The irony is impossible to ignore: Kirk spent his career insisting that more guns, not fewer, would secure American freedom. Now, his wife and two young children have to live with the fact that he became a casualty of the very culture he nurtured. They are left with grief, compounded by the knowledge that his death — in all its rawness — is immortalized online.
However, we don’t have to accept this. We can start by refusing to accept violence as content. Not every video should be shared, and not every tragedy needs to be lampooned. Even small acts of restraint repel the desensitization eating away at us.
But the harder work is cultural: As we ascend into adulthood, we must insist that violence, no matter who it targets, is not normal and never acceptable. We cannot let partisan loyalty blind us to the danger of letting political bloodshed fuse into the day-to-day.

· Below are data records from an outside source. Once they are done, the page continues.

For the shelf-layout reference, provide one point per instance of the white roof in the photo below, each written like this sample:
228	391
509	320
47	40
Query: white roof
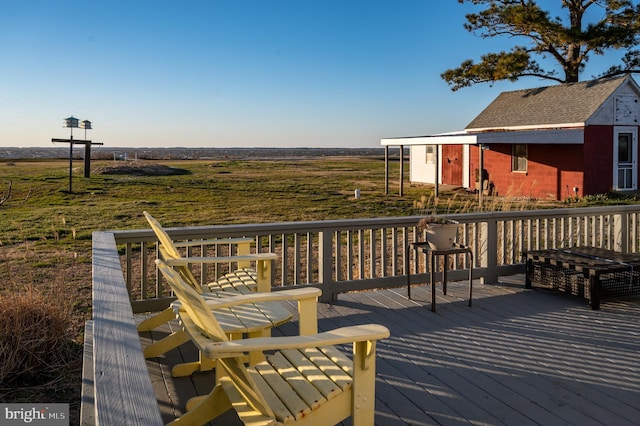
555	136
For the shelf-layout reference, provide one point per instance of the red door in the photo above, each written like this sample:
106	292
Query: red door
452	165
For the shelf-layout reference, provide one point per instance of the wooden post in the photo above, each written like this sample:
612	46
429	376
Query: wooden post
437	183
386	169
87	155
481	174
87	160
71	164
401	170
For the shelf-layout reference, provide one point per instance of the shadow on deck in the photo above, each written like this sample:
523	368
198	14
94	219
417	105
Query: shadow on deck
517	356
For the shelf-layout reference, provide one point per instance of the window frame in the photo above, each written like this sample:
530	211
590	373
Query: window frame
519	160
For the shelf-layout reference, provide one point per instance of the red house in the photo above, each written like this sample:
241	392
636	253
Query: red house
548	142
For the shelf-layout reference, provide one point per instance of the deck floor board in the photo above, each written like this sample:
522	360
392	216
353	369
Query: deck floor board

Otherwise, history is clear about what comes next: Societies that learn to shrug at political violence rarely stay democratic for long.
Charlie Kirk’s assassination was a tragedy: for his family, who lost a husband, a father and a son; for his supporters, who believed in his potential to be a leader; and for the country, which just took another step down a dark road.
Political violence is not just one man’s fate; it is a test of whether we are strong enough to stand on our nation’s founding principles — the belief, voiced by Founding Father James Madison in “Federalist Paper No. 10,” that factional conflict must be resolved through deliberation and words, not weapons.
So far, judging by our timelines, we are failing.